President Obama is allotting a full two days this week to campaigning in Colorado, and a new Qunnipiac/CBS/New York Times poll provides a simple explanation: The president now trails in a state he won handily over John McCain in 2008.
The poll of 1,463 likely voters gives Gov. Mitt Romney a a five point lead over Obama, 50-45 percent. This represents a dramatic swing from four years ago, when Obama thumped McCain by nine percentage points, 53.7-43.7 percent.
Colorado has nine electoral votes and is considered critical to Obama’s reelection effort.
Obama has been forced to sweep into the state because weeks of Romney-bashing by the Obama campaign machine has failed to take enough of a toll.

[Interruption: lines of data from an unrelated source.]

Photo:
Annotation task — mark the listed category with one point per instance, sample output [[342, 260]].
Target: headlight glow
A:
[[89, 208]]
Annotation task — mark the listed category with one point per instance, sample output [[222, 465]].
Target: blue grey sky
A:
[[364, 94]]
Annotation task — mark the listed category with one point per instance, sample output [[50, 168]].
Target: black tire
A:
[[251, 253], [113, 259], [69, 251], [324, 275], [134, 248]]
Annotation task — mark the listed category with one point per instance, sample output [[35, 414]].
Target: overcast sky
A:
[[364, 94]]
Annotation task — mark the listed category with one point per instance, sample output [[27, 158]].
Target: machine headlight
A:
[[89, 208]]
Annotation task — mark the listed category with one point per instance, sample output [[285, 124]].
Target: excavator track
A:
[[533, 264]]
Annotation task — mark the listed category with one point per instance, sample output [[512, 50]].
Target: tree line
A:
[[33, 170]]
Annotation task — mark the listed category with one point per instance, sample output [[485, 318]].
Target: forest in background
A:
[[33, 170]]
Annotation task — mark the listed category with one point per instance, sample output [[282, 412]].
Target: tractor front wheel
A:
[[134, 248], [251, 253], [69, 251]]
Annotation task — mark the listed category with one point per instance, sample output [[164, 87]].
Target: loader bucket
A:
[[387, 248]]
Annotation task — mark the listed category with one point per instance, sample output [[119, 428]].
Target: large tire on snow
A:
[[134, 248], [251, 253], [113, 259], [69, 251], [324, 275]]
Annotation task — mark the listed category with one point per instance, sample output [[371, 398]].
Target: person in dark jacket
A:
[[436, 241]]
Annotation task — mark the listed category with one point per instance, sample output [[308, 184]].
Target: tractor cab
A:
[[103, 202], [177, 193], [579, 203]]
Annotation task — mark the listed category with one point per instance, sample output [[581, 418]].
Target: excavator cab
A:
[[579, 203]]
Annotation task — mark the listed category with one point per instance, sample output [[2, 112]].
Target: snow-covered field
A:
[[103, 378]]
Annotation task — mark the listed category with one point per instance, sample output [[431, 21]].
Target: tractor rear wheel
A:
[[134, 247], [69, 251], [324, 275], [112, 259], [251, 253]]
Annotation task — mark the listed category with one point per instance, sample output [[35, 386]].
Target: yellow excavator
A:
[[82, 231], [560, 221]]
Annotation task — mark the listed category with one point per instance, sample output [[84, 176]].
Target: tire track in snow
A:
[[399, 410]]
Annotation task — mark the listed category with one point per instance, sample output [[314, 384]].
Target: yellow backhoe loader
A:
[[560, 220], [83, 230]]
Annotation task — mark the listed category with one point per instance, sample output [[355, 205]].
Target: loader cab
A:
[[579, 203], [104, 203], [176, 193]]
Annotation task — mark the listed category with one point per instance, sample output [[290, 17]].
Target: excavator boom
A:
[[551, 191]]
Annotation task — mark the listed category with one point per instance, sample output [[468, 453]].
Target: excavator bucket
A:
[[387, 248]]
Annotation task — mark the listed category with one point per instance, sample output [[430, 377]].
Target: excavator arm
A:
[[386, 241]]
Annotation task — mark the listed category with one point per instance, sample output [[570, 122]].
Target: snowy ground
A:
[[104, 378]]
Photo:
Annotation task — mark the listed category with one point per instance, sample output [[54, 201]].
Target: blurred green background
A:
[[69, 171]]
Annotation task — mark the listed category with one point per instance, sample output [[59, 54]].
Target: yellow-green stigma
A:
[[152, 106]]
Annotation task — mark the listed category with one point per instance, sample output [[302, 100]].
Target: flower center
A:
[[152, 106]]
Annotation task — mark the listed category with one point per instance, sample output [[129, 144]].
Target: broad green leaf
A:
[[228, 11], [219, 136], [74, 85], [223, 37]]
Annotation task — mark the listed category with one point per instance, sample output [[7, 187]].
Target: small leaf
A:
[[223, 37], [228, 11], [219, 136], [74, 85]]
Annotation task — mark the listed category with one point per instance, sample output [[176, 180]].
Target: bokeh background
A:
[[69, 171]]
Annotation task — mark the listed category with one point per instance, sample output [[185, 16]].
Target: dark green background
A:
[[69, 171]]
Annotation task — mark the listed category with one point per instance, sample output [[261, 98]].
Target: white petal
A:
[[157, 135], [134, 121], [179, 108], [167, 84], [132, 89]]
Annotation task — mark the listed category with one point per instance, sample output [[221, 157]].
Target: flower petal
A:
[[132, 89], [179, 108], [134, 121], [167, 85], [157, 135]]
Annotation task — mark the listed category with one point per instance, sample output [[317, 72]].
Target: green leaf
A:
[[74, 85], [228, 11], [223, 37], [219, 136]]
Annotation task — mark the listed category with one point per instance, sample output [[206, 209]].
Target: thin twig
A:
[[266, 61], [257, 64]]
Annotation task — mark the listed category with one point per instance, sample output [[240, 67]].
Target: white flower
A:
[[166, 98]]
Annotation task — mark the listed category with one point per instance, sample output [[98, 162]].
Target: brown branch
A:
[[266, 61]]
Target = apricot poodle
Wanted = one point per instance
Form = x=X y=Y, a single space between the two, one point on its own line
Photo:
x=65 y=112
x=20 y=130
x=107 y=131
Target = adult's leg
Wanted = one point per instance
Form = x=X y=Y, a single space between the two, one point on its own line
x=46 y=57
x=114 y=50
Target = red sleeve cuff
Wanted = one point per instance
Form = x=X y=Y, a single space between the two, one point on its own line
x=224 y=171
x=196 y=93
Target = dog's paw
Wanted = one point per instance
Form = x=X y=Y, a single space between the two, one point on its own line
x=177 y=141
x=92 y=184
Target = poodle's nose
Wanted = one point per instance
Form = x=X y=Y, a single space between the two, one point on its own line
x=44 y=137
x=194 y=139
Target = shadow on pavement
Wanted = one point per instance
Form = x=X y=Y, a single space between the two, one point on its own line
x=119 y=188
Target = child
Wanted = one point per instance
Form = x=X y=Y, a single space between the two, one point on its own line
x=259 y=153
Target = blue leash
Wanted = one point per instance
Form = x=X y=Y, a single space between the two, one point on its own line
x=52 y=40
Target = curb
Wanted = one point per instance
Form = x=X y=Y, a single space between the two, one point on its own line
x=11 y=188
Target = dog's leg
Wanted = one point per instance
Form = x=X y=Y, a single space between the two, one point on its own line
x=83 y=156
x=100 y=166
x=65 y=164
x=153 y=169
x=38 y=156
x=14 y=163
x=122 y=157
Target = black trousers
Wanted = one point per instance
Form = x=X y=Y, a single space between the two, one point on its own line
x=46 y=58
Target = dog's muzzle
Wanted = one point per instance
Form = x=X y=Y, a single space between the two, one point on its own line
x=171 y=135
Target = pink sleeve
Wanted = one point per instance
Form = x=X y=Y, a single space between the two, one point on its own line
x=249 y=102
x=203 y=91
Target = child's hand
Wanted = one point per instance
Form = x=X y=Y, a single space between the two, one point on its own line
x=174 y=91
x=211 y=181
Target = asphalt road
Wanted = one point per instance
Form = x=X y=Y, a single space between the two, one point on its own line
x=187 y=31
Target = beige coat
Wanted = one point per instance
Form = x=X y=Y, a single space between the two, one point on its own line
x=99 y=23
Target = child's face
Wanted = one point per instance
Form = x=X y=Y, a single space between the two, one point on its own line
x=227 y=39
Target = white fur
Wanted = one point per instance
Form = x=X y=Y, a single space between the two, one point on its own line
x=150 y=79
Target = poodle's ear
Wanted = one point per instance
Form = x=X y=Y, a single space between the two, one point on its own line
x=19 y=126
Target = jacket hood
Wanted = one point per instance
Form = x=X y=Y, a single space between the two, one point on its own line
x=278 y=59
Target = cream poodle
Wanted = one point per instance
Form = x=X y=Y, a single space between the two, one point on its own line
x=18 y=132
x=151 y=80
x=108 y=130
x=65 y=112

Despite the negative ads and personal attacks by campaign operatives, 47 percent of Coloradans have a favorable opinion of Romney compared to 42 percent who don’t. And Coloradans like Romney even before he gets to counter the Obama attacks when he fully introduces himself at the Republican convention later this month.
Obama’s unfavorability rating in the state stands at 50 percent, with 46 percent viewing him positively.
Obama trails even though Coloradans are far from disinclined to support Democrats. Colorado’s Democratic governor, John Hickenlooper, is wildly popular, sporting a 66 percent approval rating compared to 19 percent who don’t like him.
Obama Wednesday was in Denver and Grand Junction and today is appearing in Pueblo and Colorado Springs.